Getting into the Jeep was quite the feat… He had a step stool ready for me and helped me in. We went to Saddleback where they got me in pretty quick. The staff was amazing (they always are!) and the doctor quickly assessed it was a herniated disc. She gave me a shot of ibuprofen (high dose) and IT.DID.NOTHING!!! I sat in the chair in the ER (hallway) having Chris help me up and down (standing seemed to bring moments of relief). Finally the doctor was thinking of giving me Norco, but seeing my pain, she went straight for the big guns …. Dilaudid. I was familiar with this drug as it has been around a very long time (patented in 1923, just looked it up). It’s 2-8 times more powerful than Morphine… Though I have read about it, I had never heard anyone administered this, but here I was, ready to take whatever she could give me to ease the pain. Within 20 minutes, I could feel my pain diminishing. It did not take all the pain away, but I could handle the constant ache because by comparison, it was a walk in the park.
She sent me home with 3 prescriptions; Ibuprofen (cuz it worked so well the first time 🥴) and anti spasmodic, and muscle relaxer. I wondered how in the hell those things would help bring me comfort. I was couch bound for days, and thankfully, the cocktail worked. But here was my concern… if you have EVER had chronic pain before, you know there is no “end date”…
12 yrs ago I had a bulging disc in my neck (5.3mm) and the pain was 24/7 constant. I would cry many times because there was no relief. Thanks to Chiropractic care, they cured me (though it took 8 months of continuous therapy)…
With this back pain, I was scared my normal life was over.
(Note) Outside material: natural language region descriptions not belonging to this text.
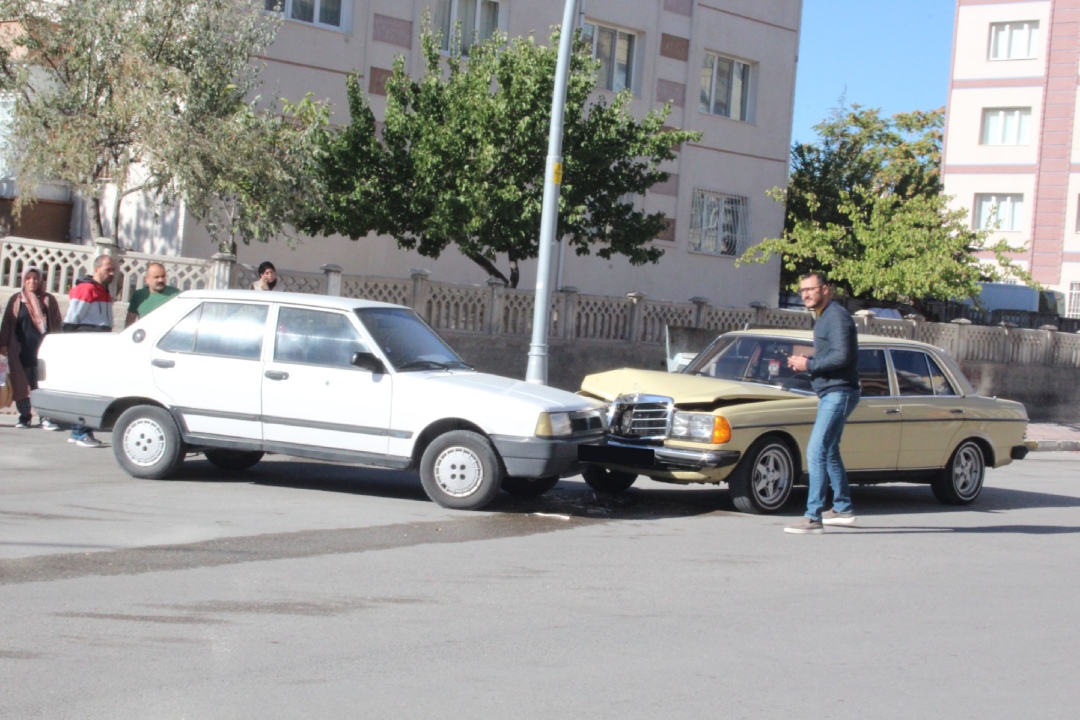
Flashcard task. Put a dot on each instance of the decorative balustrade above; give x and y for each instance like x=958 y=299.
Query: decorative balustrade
x=497 y=310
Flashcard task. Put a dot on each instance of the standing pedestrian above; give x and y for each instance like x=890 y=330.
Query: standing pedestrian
x=30 y=314
x=90 y=310
x=157 y=293
x=268 y=276
x=834 y=376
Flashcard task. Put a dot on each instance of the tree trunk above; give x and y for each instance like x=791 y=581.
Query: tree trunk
x=92 y=211
x=488 y=268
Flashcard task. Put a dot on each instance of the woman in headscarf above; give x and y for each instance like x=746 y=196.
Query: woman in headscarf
x=29 y=316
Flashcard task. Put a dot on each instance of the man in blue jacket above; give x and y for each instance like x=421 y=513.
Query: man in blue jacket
x=834 y=376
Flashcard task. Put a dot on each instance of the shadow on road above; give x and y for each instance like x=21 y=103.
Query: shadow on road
x=572 y=498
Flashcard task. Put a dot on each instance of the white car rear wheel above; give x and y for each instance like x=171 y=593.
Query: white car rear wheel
x=147 y=444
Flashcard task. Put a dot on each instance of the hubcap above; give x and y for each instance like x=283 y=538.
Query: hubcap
x=458 y=471
x=144 y=443
x=967 y=470
x=772 y=475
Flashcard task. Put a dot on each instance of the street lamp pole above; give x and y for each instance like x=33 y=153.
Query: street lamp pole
x=537 y=371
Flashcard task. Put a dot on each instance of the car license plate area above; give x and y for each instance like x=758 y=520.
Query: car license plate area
x=617 y=454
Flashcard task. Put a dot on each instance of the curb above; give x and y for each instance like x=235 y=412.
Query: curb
x=1067 y=446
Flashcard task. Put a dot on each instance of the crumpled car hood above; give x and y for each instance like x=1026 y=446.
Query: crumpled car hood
x=684 y=389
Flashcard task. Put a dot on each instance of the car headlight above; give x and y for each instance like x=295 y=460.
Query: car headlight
x=567 y=424
x=701 y=428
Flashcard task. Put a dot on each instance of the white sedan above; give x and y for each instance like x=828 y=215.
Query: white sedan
x=235 y=374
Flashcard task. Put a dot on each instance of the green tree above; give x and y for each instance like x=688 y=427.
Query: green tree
x=150 y=96
x=460 y=159
x=865 y=205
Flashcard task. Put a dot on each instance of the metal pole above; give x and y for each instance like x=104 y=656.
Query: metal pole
x=537 y=371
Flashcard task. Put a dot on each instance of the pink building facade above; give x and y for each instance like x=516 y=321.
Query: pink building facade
x=1012 y=143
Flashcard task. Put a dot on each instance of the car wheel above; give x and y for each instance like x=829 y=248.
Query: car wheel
x=528 y=486
x=961 y=480
x=233 y=460
x=763 y=480
x=147 y=443
x=607 y=480
x=460 y=470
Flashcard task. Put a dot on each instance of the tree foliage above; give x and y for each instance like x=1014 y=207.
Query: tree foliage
x=865 y=205
x=151 y=95
x=460 y=159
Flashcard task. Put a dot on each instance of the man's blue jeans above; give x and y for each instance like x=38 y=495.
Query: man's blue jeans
x=823 y=452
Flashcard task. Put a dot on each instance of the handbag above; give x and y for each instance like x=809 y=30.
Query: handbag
x=7 y=394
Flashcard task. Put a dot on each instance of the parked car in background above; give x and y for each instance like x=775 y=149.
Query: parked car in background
x=738 y=413
x=237 y=374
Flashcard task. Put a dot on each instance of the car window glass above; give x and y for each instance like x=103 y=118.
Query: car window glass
x=405 y=339
x=181 y=338
x=941 y=382
x=913 y=375
x=873 y=374
x=314 y=337
x=231 y=329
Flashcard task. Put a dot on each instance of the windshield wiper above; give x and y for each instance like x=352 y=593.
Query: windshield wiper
x=435 y=365
x=424 y=365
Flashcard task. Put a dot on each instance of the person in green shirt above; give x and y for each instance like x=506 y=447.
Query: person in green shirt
x=156 y=294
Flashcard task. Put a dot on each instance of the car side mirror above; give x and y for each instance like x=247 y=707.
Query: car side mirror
x=368 y=362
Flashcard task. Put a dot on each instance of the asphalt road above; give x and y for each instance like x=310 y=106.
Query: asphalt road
x=307 y=589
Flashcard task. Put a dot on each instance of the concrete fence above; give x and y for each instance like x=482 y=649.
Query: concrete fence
x=494 y=311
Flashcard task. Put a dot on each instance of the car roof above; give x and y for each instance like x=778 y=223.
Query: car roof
x=292 y=298
x=808 y=336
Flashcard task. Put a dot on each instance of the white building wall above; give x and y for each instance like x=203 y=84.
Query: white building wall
x=737 y=158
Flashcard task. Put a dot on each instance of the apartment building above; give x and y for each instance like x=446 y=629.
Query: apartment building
x=1012 y=155
x=726 y=66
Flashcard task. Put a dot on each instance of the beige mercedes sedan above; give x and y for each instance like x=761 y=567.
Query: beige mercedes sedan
x=738 y=413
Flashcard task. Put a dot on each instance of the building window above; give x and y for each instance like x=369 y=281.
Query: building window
x=1007 y=125
x=478 y=18
x=1013 y=41
x=1074 y=306
x=719 y=223
x=615 y=50
x=318 y=12
x=725 y=87
x=995 y=212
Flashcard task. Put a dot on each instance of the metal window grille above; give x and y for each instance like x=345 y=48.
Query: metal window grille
x=1074 y=306
x=719 y=223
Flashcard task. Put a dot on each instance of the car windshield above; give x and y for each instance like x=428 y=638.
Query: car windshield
x=407 y=341
x=751 y=358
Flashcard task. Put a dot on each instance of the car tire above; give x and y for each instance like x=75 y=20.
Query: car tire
x=961 y=479
x=763 y=480
x=528 y=486
x=147 y=443
x=607 y=480
x=460 y=470
x=233 y=461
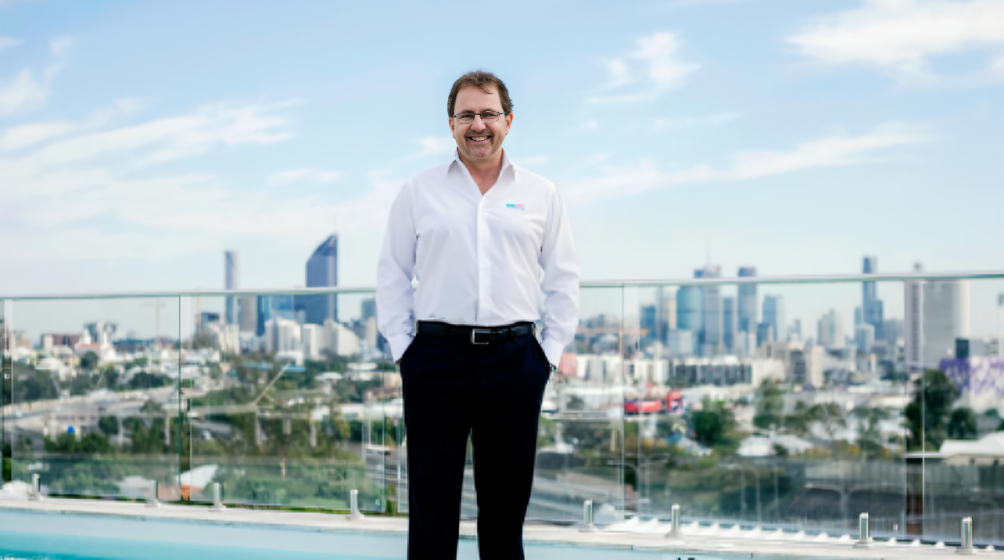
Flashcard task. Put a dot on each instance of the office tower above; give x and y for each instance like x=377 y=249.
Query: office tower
x=206 y=318
x=264 y=313
x=829 y=330
x=864 y=337
x=773 y=315
x=913 y=327
x=747 y=302
x=871 y=306
x=795 y=332
x=231 y=275
x=893 y=331
x=322 y=272
x=690 y=312
x=368 y=308
x=729 y=322
x=711 y=334
x=945 y=317
x=680 y=342
x=247 y=313
x=101 y=332
x=764 y=333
I was now a dependent as it were and thank God Chris is a good housewife, because he took care of my every need!! He even slept downstairs because I was afraid to get back in my bed…and he wanted to be within earshot if I needed him (what a guy!)
Well, today marks one week. Last night I made dinner and this morning, I made biscuits and gravy. Yes, I’m still in pain, but it’s a level 2 instead of 6000… I am feeling grateful that I can do the simple things again. I called my chiropractor and he got me in ASAP and started working on the soft tissue surrounding the spine to make sure it’s “unlocked”, fostering quicker healing. I’m literally bruised from the treatment ( I would liken to Rolfing if you know what that is) and I told him he can bruise me as much as he wants as long as I continue to feel relief. I was in 3 times this week; a little different treatment each time, but feeling better every day! (and med free)
There is nothing scarier than thinking the life you knew is now gone. Chronic pain is no joke people. And the hardest part about chronic pain is it’s invisible to everyone around you, so when you are complaining and they can’t feel it, you sound like a whiner. Be patient with people who suffer.
When I was in the emergency room I was whaling in a way my mom did before she died. I apologized to her (in heaven) for having to suffer so… She was given Morphine and it wasn’t helping… Thankfully, her suffering was short lived, but you can bet I was talking to her in that hallway!!
Anyway… that was a long ass story to tell you why I am posting pics of my Biscuits and gravy! Now…can you just take a moment to appreciate those FLAKES!!! Gah-DAYAMMMM I’m getting good! Chris had two servings which says a lot. And I am so grateful for the simple things I can do!!
Oh…and Winnie hasn’t left my side. Pretty sure the girl is scarred as she literally lays ON me, but I will take her love as much as she wants to give me!!
Enjoy the simple pleasures people… you never know when you won’t get to enjoy them anymore!!